The challenge, then, is whether or not it's possible to formulate useful invariants for every problem. I'd say it is: it's a lot simpler once you have an answer to see if it's correct than it is to calculate the answer in the first place. Thinking about invariants also helps clarify the specification of a complex algorithm much better than ad hoc test cases, which encourage a kind of case-by-case thinking of the problem. You could use a previous version of your program as a model implementation, or a version of a program in another language. Etc. Eventually, you could cover all of your former test-cases without having to explicitly code an input or an output.
Have I gone insane, or am I on to something?
A year later, I now think I have an answer to this question: No! In particular, unit tests will always be necessary and useful for regression tests, in which a test is attached to a bug report and lives on in the codebase to prevent that bug from ever coming back.
However, I suspect that any unit test can be replaced with a test whose inputs are randomly generated. Even in the case of imperative code, the “input” is the order of imperative statements you need to make. Of course, whether or not it’s worth creating the random data generator, and whether or not you can make the random data generator have the right distribution is another question. Unit testing is simply a degenerate case where the random generator always gives the same result.
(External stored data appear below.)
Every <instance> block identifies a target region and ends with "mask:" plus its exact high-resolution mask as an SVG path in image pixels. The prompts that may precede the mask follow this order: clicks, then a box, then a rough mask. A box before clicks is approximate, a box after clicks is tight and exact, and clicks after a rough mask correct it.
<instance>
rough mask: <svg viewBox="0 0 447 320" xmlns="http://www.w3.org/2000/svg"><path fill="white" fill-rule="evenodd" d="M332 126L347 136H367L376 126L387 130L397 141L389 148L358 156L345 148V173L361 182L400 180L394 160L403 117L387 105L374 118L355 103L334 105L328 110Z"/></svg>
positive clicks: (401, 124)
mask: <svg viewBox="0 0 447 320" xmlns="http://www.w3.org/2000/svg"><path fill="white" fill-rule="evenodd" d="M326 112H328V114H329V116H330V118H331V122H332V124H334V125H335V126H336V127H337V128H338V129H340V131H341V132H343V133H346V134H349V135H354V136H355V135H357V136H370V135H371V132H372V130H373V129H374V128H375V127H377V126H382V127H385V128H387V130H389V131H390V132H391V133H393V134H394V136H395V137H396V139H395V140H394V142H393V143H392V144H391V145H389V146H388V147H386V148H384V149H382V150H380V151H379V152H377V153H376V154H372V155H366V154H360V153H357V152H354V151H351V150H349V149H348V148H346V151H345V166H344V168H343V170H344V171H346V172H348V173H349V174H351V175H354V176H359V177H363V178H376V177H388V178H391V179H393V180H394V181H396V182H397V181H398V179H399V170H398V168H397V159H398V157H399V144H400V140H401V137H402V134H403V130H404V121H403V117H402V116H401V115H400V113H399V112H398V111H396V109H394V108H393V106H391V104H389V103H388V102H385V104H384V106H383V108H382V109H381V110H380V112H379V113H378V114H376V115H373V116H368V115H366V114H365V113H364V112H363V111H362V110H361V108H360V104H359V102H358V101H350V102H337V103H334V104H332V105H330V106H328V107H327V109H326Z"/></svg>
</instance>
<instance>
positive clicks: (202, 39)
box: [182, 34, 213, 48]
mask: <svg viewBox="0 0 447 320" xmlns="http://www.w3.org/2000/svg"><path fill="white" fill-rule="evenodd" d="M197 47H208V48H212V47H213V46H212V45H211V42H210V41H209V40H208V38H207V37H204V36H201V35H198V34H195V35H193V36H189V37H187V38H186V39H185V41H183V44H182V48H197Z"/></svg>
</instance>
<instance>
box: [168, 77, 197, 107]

What you've brought up is a very good point - when only applied to functional programming. You stated a means of accomplishing this all with imperative code, but you also touched on why it's not done - it's not particularly easy.
I think that's the very reason it won't replace unit testing: it doesn't fit for imperative code as easily.
Doubtful
I've only heard of (not used) these kinds of tests, but I see two potential issues. I would love to have comments about each.
Misleading results
I've heard of tests like:
reverse(reverse(list)) should equal list
unzip(zip(data)) should equal data
It would be great to know that these hold true for a wide range of inputs. But both these tests would pass if the functions just return their input.
It seems to me that you'd want to verify that, eg, reverse([1 2 3]) equals [3 2 1] to prove correct behavior in at least one case, then add some testing with random data.
Test complexity
An invariant test that fully describes the relationship between the input and output might be more complex than the function itself. If it's complex, it could be buggy, but you don't have tests for your tests.
A good unit test, by contrast, is too simple to screw up or misunderstand as a reader. Only a typo could create a bug in "expect reverse([1 2 3]) to equal [3 2 1]".
What you wrote in your original post, reminded me of this problem, which is an open question as to what the loop invariant is to prove the loop correct...
anyways, i am not sure how much you have read in formal spec, but you are heading down that line of thought. david gries's book is one the classics on the subject, I still haven't mastered the concept well enough to use it rapidly in my day to day programming. the usual response to formal spec is, its hard and complicated, and only worth the effort if you are working on safety critical systems. but i think there are back of envelope techniques similar to what quickcheck exposes that can be used.